Rows represent individual module genes, columns represent samples, color coding represents activation ranging from low (blue) to high (red). Individual gene activations are Z-scaled read counts computed using Eq (2). Representative genes from each module are shown at left.
Each cancer type exhibits a distinct module activation profile corresponding to significant activation of one of the five modules
For each module, we define its activation as an average across all genes of the module and all samples associated with the cancer type or matched normal. The matched normal samples were taken from the same dog as the tumor samples and were typically healthy tissue taken near the tumor site. See S2 Fig for more information regarding the normal samples. The activation values of the modules for cancer and normal samples are shown in Fig 3A and 3B. P values associated with comparison of the module activation of each cancer to its activation in the normal controls are shown in Fig 3C. In Fig 3A–3C, the colored boxes are associated with the primary module of each cancer type. The primary modules are defined as the most highly activated modules with statistically significant cancer sample activation relative to normal control activation. Module 1 (225 genes) is the primary module of PULM, module 2 (204 genes) is primary to MEL, module 3 (158 genes) is primary to OSA, module 4 (69 genes) is primary to BLSA and module 5 (161 genes) is primary to TLSA. Fig 3D shows notched box plots associated with the activation of primary module genes for each cancer and its matched normal. The non-overlap of notch positions for cancers versus normal for all cancer types indicates significant differences in gene activation between disease and normal states. The p values shown in Fig 3C confirm this. Fig 3E shows the positions of cancer (circles) and normal samples (squares) in PCA1, PCA3 space. Each sample is represented by a set of 5 module activations, with each activation compiled as an average across all genes of each module. The PCA plot shows excellent separation of the five sets of tumor samples. For BLSA, TLSA, MEL, and OSA, the normal samples are all similar, by their location near the center of the PCA plot. They are also different than the tumor samples which typically appear nearer the edges of the PCA plot. This implies that the normal samples were collected from similar tissues on the dogs but at locations distant from the tumors. In these cases, the normal tissue collected is most likely muscle or skin. The PULM normal samples, however, occupy the same region in the PCA plot as the PULM tumor samples. This implies that the PULM normal samples were collected from healthy lung tissue in the vicinity of the tumor.
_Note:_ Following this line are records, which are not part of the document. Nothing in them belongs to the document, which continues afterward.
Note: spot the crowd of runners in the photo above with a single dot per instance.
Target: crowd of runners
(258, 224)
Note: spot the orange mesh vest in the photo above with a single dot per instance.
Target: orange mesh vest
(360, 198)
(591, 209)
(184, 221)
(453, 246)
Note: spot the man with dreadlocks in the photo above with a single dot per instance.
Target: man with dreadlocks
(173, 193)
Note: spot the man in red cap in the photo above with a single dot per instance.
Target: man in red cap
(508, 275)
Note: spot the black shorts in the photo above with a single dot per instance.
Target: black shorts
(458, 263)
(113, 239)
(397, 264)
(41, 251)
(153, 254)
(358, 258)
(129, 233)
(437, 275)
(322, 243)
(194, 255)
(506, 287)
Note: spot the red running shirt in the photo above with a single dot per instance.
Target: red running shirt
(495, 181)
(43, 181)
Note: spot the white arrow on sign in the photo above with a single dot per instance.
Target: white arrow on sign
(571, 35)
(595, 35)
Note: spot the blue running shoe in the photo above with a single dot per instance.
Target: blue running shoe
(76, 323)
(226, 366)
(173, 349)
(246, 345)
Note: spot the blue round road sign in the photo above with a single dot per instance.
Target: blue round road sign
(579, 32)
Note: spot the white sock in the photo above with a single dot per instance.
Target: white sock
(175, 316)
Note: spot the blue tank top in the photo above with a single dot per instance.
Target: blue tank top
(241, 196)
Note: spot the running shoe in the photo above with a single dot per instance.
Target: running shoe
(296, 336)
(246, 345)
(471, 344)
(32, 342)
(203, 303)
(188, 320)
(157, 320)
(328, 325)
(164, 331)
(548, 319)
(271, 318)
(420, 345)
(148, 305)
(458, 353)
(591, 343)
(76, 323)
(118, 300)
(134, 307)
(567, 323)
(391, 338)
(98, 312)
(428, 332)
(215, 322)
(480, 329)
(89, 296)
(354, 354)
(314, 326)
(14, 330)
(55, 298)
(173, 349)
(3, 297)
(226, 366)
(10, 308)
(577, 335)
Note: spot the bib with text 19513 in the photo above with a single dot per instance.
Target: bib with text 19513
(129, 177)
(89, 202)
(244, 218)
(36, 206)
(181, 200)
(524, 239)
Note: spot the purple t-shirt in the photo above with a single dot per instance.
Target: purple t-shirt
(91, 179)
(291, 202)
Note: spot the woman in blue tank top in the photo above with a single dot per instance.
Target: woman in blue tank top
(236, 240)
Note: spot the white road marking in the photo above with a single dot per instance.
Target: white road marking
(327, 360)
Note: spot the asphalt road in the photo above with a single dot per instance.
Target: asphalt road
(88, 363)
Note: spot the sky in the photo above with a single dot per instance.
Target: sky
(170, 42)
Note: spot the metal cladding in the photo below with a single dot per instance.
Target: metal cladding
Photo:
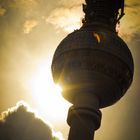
(94, 59)
(94, 66)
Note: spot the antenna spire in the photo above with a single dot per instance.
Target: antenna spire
(108, 12)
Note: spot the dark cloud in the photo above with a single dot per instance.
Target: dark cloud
(20, 124)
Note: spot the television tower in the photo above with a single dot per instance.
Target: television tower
(94, 67)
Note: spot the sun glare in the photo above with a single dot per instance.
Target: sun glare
(48, 95)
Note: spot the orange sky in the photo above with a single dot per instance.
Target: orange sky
(30, 31)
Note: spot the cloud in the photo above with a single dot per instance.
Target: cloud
(68, 19)
(20, 123)
(67, 15)
(29, 25)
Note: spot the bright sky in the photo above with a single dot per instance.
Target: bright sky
(30, 32)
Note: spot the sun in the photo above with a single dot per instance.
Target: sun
(46, 94)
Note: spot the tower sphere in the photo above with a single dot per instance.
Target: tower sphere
(94, 61)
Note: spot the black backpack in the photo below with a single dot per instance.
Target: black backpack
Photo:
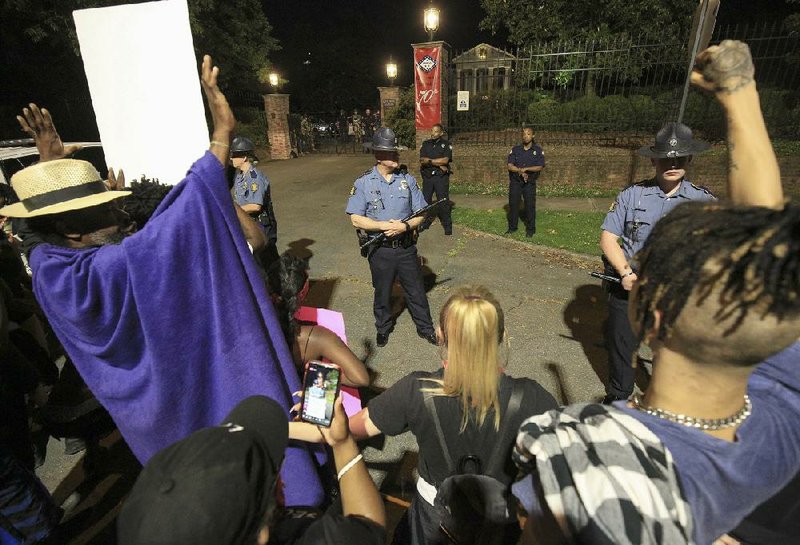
(474, 508)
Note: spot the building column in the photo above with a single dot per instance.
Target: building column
(277, 107)
(390, 99)
(438, 96)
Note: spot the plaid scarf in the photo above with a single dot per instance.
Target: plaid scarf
(605, 476)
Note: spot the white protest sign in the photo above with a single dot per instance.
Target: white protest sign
(462, 101)
(145, 87)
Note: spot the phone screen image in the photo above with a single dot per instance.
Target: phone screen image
(320, 388)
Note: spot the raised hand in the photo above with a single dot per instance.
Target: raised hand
(724, 68)
(39, 125)
(115, 182)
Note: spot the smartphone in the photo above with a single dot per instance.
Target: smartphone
(320, 388)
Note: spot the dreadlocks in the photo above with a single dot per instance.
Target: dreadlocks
(749, 255)
(145, 197)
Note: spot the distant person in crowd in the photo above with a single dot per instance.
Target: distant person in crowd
(379, 200)
(252, 192)
(289, 285)
(221, 485)
(435, 157)
(718, 299)
(525, 162)
(170, 326)
(472, 397)
(631, 218)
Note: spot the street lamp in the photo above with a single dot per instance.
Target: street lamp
(431, 20)
(391, 71)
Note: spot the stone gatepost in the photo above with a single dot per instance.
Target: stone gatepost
(277, 107)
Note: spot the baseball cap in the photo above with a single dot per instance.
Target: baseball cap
(214, 486)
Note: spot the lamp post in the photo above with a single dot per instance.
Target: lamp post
(391, 71)
(431, 20)
(274, 79)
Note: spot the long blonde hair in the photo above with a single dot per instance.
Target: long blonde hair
(472, 325)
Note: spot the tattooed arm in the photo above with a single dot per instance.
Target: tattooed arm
(754, 177)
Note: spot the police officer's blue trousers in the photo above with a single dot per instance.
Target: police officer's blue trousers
(402, 263)
(516, 191)
(622, 345)
(441, 186)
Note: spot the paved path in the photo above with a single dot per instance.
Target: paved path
(554, 310)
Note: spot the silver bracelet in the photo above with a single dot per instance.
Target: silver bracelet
(349, 465)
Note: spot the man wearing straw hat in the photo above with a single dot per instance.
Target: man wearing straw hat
(631, 218)
(146, 317)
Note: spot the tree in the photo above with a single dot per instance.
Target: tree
(618, 25)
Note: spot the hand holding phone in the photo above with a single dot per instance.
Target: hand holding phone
(320, 390)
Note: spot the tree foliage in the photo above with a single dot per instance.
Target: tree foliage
(589, 27)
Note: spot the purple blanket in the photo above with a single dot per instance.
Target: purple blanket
(173, 327)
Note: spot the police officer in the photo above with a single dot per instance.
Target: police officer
(525, 162)
(380, 198)
(435, 156)
(631, 217)
(251, 191)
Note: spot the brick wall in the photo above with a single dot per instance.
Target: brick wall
(277, 108)
(570, 167)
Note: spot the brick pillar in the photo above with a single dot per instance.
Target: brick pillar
(390, 98)
(277, 107)
(423, 133)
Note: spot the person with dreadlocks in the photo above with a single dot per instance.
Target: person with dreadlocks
(718, 300)
(631, 219)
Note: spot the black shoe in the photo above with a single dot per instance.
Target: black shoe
(609, 399)
(381, 339)
(430, 337)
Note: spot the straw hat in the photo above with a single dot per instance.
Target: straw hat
(58, 186)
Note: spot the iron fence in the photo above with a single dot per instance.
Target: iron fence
(616, 92)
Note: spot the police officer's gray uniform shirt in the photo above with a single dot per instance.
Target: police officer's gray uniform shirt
(249, 187)
(375, 198)
(638, 208)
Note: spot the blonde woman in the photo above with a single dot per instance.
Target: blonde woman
(470, 392)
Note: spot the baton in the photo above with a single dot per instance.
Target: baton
(705, 17)
(606, 277)
(381, 237)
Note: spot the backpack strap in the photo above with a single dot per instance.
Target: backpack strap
(431, 406)
(495, 466)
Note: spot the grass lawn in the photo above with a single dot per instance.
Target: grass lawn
(577, 232)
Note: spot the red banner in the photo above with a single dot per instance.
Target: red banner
(427, 83)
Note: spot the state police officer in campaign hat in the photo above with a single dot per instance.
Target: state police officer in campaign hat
(380, 198)
(630, 219)
(252, 192)
(525, 162)
(435, 156)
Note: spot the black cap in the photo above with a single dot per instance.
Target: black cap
(674, 140)
(384, 139)
(215, 486)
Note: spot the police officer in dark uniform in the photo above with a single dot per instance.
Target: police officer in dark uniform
(381, 197)
(435, 157)
(630, 219)
(525, 162)
(251, 191)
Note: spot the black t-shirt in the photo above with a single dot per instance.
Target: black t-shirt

(A) Module activations for each of the 5 cancers studied. (B) Module activations of matched normal controls. (C) Module activation p values for comparison of cancer sample activation with normal sample activation. Colored entries in (A)-(C) mark the values for the primary modules of each cancer type. Primary modules are defined as the highest expressed module with p < 0.05 for each cancer type. The primary modules are: module 1 (blue) for PULM, module 2 (orange) for MEL, module 3 (purple) for OSA, module 4 (brown) for BLSA, and module 5 (green) for TLSA. (D) Box plots showing distributions of primary module gene activations for each cancer and matched normal (Eq (3)). Open circles are oulier points. Some of the outlier points associated with the tumor samples are labeled with representative genes from each module. Red diamonds locate positions of the average activation across all genes within each module and all samples representing each cancer (Eq (5)). The center of each notch is the position of the median activation. (E) PCA plot showing positions of cancer samples (circles) and associated matched normals (squares). Each sample is represented by a set of 5 module activations, each activation compiled as an average across all genes of each module.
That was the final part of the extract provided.